Hanya saja, untuk masalah ini ada kenyataan yang mungkin perlu kita catat. Selama ini, studi tentang bahasa dan studi tentang masyarakat yang dilakukan para sarjana kita masih terpisah satu sama lain. Walau sudah banyak usaha dikerahkan untuk mempelajari kaitan antara bahasa dengan masyarakat, hingga kini belum cukup terbina upaya ilmiah untuk secara khusus menelaah bagaimana kaitan itu terjalin, baik secara teoritis maupun secara empirik. Dan biasanya kaitan itu hanya disinggung sebagai subtema dikala orang melakukan salah satu dari studi itu tadi.

Prisma edisi “Bahasa dan Perubahan Masyarakat” ini, mencoba mengajak Anda untuk secara khusus mengaji persoalan tersebut sebagai fokus utama.

Dalam nomor ini dapat diikuti artikel “Berjangkitnya Bahasa-Bangsa di Indonesia“, ditulis oleh Ariel Heryanto MA, dari Departemen Mata Kuliah Umum dan Program Pasca Sarjana, Universitas Kristen Satyawacana, Salatiga, Jawa Tengah, Ariel yang untuk nomor ini membantu Redaksi dalam menyusun rancangan isi edisi, dalam artikelnya mengajukan pendapat bahwa sebelum masa kolonial masyarakat Nusantara tidak mengenal pengertian “bahasa”, dan mereka memang tidak “berbahasa” dalam pengertian yang kita kenal sekarang. Dengan kata lain, “bahasa” bukanlah suatu kategori yang universal. Sejarah terbentuknya bahasa di lingkungan masyarakat berkaitan erat dengan transformasi sosial besar-besaran yang mengubah seluruh jagad dan hakekat manusia dalam masyarakat yang bersangkutan.

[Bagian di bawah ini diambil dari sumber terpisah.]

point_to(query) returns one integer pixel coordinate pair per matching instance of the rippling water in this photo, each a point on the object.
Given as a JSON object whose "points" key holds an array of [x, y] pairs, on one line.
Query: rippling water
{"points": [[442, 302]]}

Penulis lain ialah Dr. Riga Adiwoso Suprapto. Dia menyajikan tulisan dengan judul “Perubahan Sosial dan Perkembangan Bahasa: Pandangan Sosiolinguistik“. Dr. Dede Oetomo dari Universitas Airlangga, menulis artikel “Bahasa Indonesia dan Kelas Menengah Indonesia“. Dia membahas kaitan antara pertumbuhan dan dinamika “kelas” dalam masyarakat dengan perkembangan bahasa Indonesia. Satu artikel lagi, ditulis oleh Darmanto Jatman dari Universitas Diponegoro. Judulnya “Politik Bahasa Keindahan“.

Sudah barang tentu, sebagaimana edisi-edisi yang lain, tema pokok yang disajikan lewat berbagai artikel tadi kami bicarakan pula dengan beberapa narasumber yang berkompeten tentang itu. Hasil wawancara dengan mereka – Prof. Anton M. Moeliono, Dr. Sudjoko, Mochtar Lubis, Dr. Toeti Heraty Noerhadi dan Prof. Khaidir Anwar – dapat Anda ikuti dalam rubrik “Dialog“.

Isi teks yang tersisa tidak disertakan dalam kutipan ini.